“I have never known much good done by those who affected to trade for the public good” – Adam Smith
I ran across an article over at Forbes that touched on our theme of Christianity and Capitalism from yesterday. The article, by Bill Flax, is titled “Was Jesus a Socialist, Capitalist, or Something Else?” and is worth a read.
In the article, Mr. Flax notes that both capitalists and socialists like to quote Matthew 25 in espousing their beliefs – shoehorning Jesus into one political system or another. In Matthew 25, Jesus discusses the final judgment and acts of benevolence and charity toward the poor and needy. We’ve discussed the passage on multiple occasions, noting that both sides of the political spectrum tend to miss the point just a bit.
The left views it as an endorsement of social programs, failing to realize that the argument of “Lord, I voted for policies that took money from the rich and gave to the ‘least of these'” is unlikely to garner a positive response.
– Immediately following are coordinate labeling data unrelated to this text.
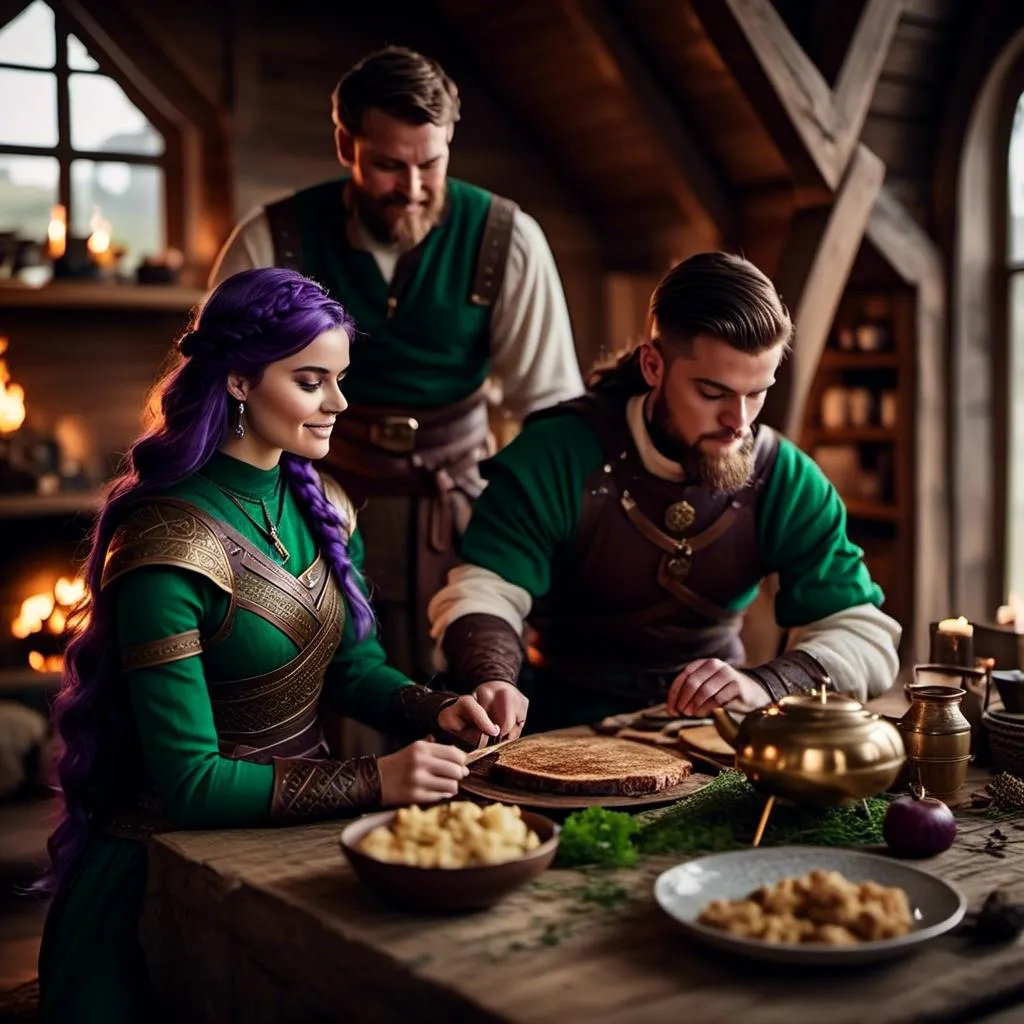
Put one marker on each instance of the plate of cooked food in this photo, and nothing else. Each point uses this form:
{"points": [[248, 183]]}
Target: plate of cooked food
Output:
{"points": [[805, 904], [553, 771]]}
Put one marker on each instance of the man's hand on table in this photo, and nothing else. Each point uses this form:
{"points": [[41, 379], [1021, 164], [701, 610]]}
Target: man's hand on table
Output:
{"points": [[711, 683], [506, 705]]}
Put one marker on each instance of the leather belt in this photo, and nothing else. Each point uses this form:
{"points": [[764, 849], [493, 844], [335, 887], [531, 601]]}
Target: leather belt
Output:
{"points": [[404, 431]]}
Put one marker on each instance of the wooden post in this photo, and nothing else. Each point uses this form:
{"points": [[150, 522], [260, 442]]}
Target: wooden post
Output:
{"points": [[914, 257], [819, 252], [696, 183]]}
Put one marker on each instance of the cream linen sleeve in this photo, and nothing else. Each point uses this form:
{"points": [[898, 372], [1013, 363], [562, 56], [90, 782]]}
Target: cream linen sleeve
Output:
{"points": [[471, 590], [249, 246], [531, 339], [858, 647]]}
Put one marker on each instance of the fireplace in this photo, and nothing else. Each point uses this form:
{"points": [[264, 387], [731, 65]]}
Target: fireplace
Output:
{"points": [[42, 623]]}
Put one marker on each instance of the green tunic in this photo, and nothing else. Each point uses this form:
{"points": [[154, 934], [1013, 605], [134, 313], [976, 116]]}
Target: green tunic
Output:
{"points": [[431, 347], [524, 529], [91, 966]]}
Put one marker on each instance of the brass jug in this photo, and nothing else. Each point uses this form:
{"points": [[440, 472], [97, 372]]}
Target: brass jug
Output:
{"points": [[821, 749], [937, 737]]}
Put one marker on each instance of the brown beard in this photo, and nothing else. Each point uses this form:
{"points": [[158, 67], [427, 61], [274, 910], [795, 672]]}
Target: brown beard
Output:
{"points": [[721, 473], [409, 229], [728, 473]]}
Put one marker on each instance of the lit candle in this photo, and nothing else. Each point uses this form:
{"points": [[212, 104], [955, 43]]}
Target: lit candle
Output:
{"points": [[956, 627], [56, 232], [952, 642]]}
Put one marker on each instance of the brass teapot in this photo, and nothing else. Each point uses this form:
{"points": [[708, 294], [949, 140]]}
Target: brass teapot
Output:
{"points": [[818, 748]]}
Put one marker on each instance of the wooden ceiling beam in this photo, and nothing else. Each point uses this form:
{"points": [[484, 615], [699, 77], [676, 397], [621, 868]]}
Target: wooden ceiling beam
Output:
{"points": [[816, 129], [862, 66], [820, 248], [697, 185]]}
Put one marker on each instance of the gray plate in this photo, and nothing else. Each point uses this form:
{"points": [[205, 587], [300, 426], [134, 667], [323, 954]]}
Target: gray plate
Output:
{"points": [[683, 892]]}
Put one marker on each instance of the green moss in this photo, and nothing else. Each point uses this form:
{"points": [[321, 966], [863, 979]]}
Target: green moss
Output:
{"points": [[722, 816]]}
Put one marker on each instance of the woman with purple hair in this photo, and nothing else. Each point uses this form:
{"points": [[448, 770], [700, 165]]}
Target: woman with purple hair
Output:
{"points": [[226, 607]]}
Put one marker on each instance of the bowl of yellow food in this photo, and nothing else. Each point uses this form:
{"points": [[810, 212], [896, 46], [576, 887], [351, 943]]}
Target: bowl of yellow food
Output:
{"points": [[450, 857]]}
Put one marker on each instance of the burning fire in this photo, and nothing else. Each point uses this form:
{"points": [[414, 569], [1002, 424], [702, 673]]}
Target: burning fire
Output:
{"points": [[98, 242], [11, 397], [48, 613], [56, 232]]}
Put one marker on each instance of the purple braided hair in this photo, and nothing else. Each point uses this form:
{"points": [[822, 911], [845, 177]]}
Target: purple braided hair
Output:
{"points": [[251, 320], [331, 532]]}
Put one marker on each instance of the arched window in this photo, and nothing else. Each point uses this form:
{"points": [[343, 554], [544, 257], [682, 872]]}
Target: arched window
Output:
{"points": [[71, 135]]}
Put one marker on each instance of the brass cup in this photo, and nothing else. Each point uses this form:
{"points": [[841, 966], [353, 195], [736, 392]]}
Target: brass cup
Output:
{"points": [[937, 737]]}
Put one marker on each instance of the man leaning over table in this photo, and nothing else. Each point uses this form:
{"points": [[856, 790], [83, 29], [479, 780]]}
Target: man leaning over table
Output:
{"points": [[633, 526]]}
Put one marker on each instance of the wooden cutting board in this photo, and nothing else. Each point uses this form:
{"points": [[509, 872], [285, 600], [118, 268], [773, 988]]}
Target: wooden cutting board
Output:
{"points": [[478, 783]]}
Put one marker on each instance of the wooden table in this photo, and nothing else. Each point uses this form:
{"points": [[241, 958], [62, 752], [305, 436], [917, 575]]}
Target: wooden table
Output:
{"points": [[272, 926]]}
The right tends to view it with the opposite failing – that the prevalence of involuntary government programs abrogates their responsibility to the poor. It doesn’t.
Speaking of, Mitt Romney made some politically stupid headlines just yesterday with the following quote:
I’m not concerned about the very poor. We have a safety net there. If it needs a repair, I’ll fix it. I’m not concerned about the very rich — they’re doing just fine.
Now I’m no Romney fan, so I’m hard pressed to feel too bad for him. I’ll simply note that (i) this is a politically stupid thing to say – soundbites have legs – and (ii) it plays into the common misconception of “the government helps so I don’t have to,” which doesn’t have good long-term implications.